Dilansir dari (Kabar Pulau 15/11/2021), burung sueko seringkali hinggap dan mencari makan di pohon mangrove yang ada di Mangga Dua Kota Ternate Selatan, namun sekarang burung-burung itu tergusur dan berpindah entah ke mana.

Hutan mangrove memiliki fungsi yang sangat fital bagi keberlangsungan masyarakat dan juga hewan. Untuk itu, penebangan pohon mangrove secara sembarangan dan penimbunan pesisir pantai tidak harus dilakukan secara masif.

Hewan lain yang terbiasa hidup di hutan mangrove juga akan musnah, karena tempat mereka hinggap dan mencari makan telah ditebang dan ditimbun. Bukan hanya kerusakan yang ada di darat yang berakibat pada tergusurnya hewan yang ada di darat. Tapi, berdampak juga pada kehancuran ekologi yang ada di laut, seperti terumbu karang yang sudah menjadi tempat hidup hewan akuatik (hewan yang hidup di laut) akan dimusnahkan oleh proyek reklamasi.

Selain dari tempat hinggapnya ikan, terumbu karang juga merupakan ekologi yang perlu dilestarikan dan dijaga, karena hal itu merupakan suatu etika dan tata karma yang perlu dipraktekkan oleh khalifah di muka bumi. Tidak hanya itu, terumbu karang juga bisa dijadikan tempat wisata karena memiliki keanekargaman yang sangat indah dan estetik.

Kebobrokan pemerintah Kota Ternate

Dalam berbagai macam pengkajian, baik itu akademik, sosial, antropologi, ekonomi, dan budaya, reklamasi memiliki dampak positif dan negatif. Tapi, pemerintah seolah tidak memperdulikan akan dampak negatif yang akan terjadi, baik itu terhadap masyarakat dan hewan. Demikianlah pemerintah yang hanya mementingan kepentingan ekonomi negara.

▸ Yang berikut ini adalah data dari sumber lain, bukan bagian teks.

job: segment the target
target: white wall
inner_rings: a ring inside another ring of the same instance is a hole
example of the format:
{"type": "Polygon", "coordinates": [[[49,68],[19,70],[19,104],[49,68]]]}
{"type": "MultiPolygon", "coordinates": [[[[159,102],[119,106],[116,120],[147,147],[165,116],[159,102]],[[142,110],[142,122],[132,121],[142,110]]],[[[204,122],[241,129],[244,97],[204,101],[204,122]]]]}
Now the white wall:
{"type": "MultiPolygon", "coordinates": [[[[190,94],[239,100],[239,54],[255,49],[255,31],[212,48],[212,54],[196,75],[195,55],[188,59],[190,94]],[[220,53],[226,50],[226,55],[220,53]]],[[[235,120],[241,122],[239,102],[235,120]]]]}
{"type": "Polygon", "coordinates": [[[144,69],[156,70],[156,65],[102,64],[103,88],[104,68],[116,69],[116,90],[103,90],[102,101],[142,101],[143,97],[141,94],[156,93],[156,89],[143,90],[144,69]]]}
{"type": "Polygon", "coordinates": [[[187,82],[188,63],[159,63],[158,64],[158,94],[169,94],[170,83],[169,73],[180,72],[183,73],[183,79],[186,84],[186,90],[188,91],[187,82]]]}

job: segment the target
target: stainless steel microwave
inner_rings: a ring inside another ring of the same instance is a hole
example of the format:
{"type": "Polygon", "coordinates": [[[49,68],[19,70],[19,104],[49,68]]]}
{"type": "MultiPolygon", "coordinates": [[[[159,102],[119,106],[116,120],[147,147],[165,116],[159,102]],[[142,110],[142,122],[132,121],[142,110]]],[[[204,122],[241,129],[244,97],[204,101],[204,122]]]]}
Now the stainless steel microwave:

Harusnya pemerintah hadir sebagai pelindung masyarakat, sesuai dengan amanah konstitusi negara dan Pancasila yang berupaya mengayomi serta melindungi masyarakat dari penindasan dan ketidakadilan. Tapi hal ini seolah berbanding terbalik, karena realitasnya akan dilanjutkan pembangunan reklamasi di beberapa lokasi yang sudah menjadi target. 

Dalam Undang-undang nomor 1 tahun 2014 tentang Pengelolaan Wilayah Pesisir dan Pulau-pulau Kecil. Telah menjelaskan bahwa negara bertanggung jawab atas pengelolaan perairan dan pulau-pulau kecil, sehingga dapat digunakan untuk kemakmuran masyarakat. 

Logika kekuasaan hari ini, sangat rutin dalam pembangunan infrastruktur sebagai instrument agar bisa menghasilkan pendapatan ekonomi negara. Hal ini, berlaku juga dengan pembangunan reklamasi yang di Kota Ternate, semata-mata atas dasar kepentingan ekonomi tanpa mempertimbangkan dampak pada kehidupan sosial manusia. 

Dalam jurnal “Kerusakan Ekosistem Pesisir: Reklamasi Wilayah Jawaban nya?” (14/3/24) Ton Dietz menganalisis perkembangan lingkungan hidup dan perkembangan, yakni eco developmentalism atau gerakan lingkungan yang dilakukan demi keberlangsungan pertumbuhan ekonomi.

Pembangunan reklamasi pantai akan terus dibangun oleh Pemerintah Kota Ternate. Apakah ini akan menjadi peluang atau bahkan ancaman terhadap masyarakat? Ini akan menjadi tanda tanya besar bagi publik dan PR bagi pemerintah agar dapat melakukan suatu hal yang berdampak positif terhadap masyarakat dan alam sekitar.  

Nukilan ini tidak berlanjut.